The Homemakers Program provides services to the elderly and disadvantaged throughout the week.
Clients must meet eligibility requirements for services from the homemakering staff of six people. Roxanne Wooten is the Homemakers supervisor. Lynnette Blair is the program’s coordinator, providing schedules for homemakers Judy Adams, Glenda Merrell, Kim Morrison and Natasha Hall.
“We go in and do light housekeeping, personal care and respond to a number of other needs,” said Blair in a recent interview.
Blair added that the Housemakers Program has been available from the local department since the 1970s. It is a federal-funded program, with funds distributed by the Tennessee Health Department to county health departments.
Most of the services provided are in the home, although there is some additional assistance provided outside of the home. The homemakers do housekeeping, provide personal services such as bathing, run errands, pick up items in the community such as medicines, shop for specific items for the individuals and prepare meals or assist in preparing meals.
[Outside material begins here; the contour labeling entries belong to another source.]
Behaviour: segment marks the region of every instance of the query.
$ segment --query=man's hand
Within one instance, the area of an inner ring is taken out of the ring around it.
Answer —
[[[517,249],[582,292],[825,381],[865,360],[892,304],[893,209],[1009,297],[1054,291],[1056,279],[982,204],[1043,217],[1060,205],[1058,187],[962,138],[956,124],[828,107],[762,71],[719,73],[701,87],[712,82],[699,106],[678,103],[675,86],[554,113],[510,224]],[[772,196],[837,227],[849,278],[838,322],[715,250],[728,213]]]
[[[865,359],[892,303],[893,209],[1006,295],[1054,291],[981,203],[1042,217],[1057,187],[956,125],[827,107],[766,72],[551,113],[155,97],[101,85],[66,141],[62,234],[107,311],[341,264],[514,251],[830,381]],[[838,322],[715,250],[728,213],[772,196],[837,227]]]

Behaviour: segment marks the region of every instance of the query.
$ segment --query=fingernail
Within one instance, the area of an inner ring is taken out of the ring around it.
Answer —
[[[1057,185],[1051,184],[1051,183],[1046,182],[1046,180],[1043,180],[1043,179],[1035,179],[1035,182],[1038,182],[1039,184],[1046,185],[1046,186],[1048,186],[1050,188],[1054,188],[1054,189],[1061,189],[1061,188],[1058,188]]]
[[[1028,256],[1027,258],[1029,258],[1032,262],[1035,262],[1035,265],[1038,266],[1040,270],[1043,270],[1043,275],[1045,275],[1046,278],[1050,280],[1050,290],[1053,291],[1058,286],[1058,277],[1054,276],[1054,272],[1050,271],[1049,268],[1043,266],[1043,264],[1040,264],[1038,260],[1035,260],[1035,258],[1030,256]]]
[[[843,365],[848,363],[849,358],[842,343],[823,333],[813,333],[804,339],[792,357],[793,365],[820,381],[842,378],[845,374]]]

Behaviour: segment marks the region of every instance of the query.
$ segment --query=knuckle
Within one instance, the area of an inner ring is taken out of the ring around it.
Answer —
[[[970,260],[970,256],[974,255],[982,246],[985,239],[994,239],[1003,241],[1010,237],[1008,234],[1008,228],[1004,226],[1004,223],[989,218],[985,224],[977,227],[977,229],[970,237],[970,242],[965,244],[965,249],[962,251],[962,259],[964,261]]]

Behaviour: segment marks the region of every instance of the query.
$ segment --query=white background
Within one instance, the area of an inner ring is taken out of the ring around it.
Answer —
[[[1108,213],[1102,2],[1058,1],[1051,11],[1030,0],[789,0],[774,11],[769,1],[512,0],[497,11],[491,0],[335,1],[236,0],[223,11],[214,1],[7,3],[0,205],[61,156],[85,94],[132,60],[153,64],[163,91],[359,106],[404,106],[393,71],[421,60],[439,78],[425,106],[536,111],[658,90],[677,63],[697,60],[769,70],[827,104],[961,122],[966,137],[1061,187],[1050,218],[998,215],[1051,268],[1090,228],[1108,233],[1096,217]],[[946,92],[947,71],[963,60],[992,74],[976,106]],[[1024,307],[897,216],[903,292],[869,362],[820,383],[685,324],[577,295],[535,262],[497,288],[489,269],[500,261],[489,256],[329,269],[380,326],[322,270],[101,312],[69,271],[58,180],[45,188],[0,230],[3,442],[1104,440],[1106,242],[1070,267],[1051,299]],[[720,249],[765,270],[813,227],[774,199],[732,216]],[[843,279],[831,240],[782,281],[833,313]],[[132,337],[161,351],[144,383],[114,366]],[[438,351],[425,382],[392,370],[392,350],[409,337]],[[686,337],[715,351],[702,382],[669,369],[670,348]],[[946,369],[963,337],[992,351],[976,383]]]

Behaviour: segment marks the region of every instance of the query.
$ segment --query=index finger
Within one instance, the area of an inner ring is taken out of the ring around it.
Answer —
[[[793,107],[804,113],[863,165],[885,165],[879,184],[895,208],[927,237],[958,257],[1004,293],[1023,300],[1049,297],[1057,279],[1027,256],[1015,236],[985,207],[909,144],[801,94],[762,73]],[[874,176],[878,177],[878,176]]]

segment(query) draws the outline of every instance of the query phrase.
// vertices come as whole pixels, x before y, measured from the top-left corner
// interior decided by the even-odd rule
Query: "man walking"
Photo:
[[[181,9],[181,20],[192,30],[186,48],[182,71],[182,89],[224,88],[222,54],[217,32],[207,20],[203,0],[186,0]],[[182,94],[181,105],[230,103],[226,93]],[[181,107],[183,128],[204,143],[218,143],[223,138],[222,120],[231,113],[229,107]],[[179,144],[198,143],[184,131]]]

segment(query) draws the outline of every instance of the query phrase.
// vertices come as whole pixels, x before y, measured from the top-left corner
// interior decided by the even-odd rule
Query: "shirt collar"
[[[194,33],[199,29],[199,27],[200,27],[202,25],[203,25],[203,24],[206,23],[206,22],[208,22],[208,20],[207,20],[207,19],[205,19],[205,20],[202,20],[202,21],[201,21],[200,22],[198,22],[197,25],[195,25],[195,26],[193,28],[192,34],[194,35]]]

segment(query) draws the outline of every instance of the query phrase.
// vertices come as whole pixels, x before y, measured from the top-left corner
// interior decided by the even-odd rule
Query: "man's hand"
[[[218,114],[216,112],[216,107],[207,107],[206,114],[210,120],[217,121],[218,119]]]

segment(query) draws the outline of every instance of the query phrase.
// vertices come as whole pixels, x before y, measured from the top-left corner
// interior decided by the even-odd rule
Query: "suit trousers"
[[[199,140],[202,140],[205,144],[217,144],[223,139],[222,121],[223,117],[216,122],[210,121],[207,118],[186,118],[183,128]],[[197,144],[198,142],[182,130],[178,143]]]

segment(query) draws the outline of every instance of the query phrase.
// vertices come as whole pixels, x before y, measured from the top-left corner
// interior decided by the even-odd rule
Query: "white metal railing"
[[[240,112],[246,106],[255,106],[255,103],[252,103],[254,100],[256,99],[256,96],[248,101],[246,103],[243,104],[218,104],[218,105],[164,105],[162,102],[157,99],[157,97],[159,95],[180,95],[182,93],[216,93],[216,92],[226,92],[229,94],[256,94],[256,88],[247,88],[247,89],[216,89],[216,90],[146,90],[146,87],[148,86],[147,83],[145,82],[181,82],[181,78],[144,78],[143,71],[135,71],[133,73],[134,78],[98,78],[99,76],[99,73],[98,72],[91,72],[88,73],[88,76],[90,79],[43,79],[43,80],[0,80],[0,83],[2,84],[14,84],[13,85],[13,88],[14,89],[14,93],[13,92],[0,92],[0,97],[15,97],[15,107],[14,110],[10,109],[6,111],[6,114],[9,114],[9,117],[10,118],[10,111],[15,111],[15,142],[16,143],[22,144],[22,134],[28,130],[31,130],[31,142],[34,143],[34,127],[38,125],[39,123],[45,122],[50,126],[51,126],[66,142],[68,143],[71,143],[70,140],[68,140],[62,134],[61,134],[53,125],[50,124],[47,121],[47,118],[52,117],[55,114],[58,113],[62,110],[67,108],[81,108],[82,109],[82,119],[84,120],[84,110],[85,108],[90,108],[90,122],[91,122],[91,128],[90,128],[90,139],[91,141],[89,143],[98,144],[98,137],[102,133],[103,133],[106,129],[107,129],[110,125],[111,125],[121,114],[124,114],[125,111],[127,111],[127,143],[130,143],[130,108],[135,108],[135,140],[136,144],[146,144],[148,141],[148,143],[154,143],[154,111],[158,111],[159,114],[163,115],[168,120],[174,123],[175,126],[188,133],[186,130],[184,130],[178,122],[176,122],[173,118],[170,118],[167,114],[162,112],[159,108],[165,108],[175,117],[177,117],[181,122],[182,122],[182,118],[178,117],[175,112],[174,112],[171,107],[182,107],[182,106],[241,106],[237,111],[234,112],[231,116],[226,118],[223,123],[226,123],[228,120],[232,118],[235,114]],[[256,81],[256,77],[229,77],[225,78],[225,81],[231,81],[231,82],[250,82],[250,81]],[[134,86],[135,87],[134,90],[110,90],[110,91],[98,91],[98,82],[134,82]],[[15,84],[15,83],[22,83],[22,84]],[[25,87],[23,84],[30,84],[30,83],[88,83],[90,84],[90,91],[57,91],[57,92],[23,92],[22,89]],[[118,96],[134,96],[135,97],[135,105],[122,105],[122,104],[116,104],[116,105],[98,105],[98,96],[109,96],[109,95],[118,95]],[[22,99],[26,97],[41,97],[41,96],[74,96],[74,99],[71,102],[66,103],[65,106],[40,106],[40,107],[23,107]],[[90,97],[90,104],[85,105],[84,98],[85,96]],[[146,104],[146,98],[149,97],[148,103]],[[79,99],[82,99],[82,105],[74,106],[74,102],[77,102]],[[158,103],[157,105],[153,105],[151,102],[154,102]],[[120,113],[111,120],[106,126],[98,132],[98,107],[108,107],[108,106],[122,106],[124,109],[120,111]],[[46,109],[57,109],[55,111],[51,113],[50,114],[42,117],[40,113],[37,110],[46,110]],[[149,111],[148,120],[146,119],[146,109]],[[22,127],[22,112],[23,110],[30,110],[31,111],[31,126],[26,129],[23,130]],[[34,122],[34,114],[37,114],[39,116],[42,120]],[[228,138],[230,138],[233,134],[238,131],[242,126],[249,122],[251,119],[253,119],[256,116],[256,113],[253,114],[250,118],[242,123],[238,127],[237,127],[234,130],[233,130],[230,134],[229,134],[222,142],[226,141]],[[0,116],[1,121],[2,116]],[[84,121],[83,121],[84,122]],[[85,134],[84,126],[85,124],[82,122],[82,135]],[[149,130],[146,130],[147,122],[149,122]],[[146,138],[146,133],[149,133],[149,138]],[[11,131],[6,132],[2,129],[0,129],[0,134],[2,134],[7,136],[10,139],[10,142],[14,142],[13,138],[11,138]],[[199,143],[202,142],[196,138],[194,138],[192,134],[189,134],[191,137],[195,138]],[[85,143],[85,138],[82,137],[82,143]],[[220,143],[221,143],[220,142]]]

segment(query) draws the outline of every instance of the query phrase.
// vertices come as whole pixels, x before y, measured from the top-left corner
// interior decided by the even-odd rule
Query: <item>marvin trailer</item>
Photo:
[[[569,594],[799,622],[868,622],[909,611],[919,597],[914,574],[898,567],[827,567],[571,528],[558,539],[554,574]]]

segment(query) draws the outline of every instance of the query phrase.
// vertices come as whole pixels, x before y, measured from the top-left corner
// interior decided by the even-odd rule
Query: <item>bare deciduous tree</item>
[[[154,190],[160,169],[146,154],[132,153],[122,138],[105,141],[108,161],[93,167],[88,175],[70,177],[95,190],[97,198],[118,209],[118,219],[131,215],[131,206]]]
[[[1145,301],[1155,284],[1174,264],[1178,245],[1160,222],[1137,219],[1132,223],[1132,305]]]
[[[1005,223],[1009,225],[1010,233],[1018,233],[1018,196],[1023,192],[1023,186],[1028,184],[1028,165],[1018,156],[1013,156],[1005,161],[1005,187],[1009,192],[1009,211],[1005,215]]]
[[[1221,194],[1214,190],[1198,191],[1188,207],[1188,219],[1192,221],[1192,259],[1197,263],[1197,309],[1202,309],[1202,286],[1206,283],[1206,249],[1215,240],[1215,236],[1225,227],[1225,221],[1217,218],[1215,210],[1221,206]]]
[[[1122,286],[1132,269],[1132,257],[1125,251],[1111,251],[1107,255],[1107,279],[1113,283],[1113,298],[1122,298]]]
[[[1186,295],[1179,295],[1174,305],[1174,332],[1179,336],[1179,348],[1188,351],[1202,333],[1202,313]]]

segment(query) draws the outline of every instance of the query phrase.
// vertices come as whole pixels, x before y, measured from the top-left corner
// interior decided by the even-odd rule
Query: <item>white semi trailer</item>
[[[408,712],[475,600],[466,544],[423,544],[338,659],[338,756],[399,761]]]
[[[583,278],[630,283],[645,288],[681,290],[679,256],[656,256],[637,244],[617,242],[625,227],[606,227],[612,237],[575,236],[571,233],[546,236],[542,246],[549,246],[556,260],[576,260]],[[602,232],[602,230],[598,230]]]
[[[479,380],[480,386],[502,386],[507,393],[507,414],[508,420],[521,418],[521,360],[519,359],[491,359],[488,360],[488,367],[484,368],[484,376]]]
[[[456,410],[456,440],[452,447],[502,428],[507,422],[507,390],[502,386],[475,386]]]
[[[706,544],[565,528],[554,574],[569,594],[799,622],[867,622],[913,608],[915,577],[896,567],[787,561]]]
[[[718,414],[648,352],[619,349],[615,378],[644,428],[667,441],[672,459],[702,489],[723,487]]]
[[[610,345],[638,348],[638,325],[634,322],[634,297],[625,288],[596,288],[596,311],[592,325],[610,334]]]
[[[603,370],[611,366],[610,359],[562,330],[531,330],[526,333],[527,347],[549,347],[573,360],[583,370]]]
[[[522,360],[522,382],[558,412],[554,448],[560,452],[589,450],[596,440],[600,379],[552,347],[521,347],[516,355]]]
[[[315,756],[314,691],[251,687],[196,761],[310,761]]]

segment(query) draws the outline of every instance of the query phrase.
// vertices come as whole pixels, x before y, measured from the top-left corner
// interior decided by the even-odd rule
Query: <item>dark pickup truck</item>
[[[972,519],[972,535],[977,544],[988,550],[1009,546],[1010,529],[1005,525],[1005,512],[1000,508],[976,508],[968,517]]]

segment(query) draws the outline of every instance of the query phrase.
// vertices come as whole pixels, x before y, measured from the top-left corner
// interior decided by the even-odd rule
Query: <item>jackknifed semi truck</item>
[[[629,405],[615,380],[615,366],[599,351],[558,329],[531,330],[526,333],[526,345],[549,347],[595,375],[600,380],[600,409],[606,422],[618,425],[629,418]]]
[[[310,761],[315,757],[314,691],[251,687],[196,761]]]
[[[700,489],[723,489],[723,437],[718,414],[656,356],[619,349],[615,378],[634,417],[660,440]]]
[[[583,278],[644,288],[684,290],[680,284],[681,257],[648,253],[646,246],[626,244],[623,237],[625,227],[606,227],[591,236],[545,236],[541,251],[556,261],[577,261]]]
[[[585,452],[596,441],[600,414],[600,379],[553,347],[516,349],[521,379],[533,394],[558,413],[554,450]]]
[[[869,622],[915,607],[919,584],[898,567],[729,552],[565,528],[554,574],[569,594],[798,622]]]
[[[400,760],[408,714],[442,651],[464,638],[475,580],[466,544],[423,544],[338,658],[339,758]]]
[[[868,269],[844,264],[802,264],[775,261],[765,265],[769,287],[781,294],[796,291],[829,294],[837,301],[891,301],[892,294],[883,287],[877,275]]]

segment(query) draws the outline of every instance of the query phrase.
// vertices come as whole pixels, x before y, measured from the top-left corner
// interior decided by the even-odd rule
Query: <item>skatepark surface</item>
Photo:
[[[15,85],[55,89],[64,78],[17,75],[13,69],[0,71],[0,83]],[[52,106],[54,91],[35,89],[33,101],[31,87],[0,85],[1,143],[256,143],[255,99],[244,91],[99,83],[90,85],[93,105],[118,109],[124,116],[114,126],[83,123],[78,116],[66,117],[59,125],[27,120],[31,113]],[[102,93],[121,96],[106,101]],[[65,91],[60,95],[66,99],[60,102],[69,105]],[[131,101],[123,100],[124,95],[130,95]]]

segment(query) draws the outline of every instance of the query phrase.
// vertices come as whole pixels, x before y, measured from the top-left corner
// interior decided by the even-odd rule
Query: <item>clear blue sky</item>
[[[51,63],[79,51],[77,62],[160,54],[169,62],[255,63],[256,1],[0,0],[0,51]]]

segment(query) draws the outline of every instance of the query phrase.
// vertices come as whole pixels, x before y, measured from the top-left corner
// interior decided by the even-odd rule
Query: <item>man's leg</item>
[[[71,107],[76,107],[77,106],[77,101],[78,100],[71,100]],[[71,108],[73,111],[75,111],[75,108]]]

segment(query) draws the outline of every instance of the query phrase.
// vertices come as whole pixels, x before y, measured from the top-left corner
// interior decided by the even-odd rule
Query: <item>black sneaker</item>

These homemakers cannot provide transportation because of the legal liabilities, but can use their vehicles for the other chores.
Blair said many situations for these less fortunate are sad, but it is always uplifting when they can be helped. With this assistance the drudgeries of old age and poor health are oftentimes not as desperate.
Services are provided to eligible clients, both men and women. Like most health department programs, a key measure of qualification is level of income and level of need. If the health department cannot help, officials there try to find other sources.
The number of individuals served in this program varies from time to time. Some individuals move on to extended care facilities, while others previously provided services have died.
Blair said there are three separate types of assistance in the Homemakers Program — Title 3 for 60-and-up; optional services, and family care.
Participants are continually evaluated for eligibility and need. The extent of services is also monitored due to the availability of funds. Blair said additional funds are always needed, adding that is true with most programs at the health department.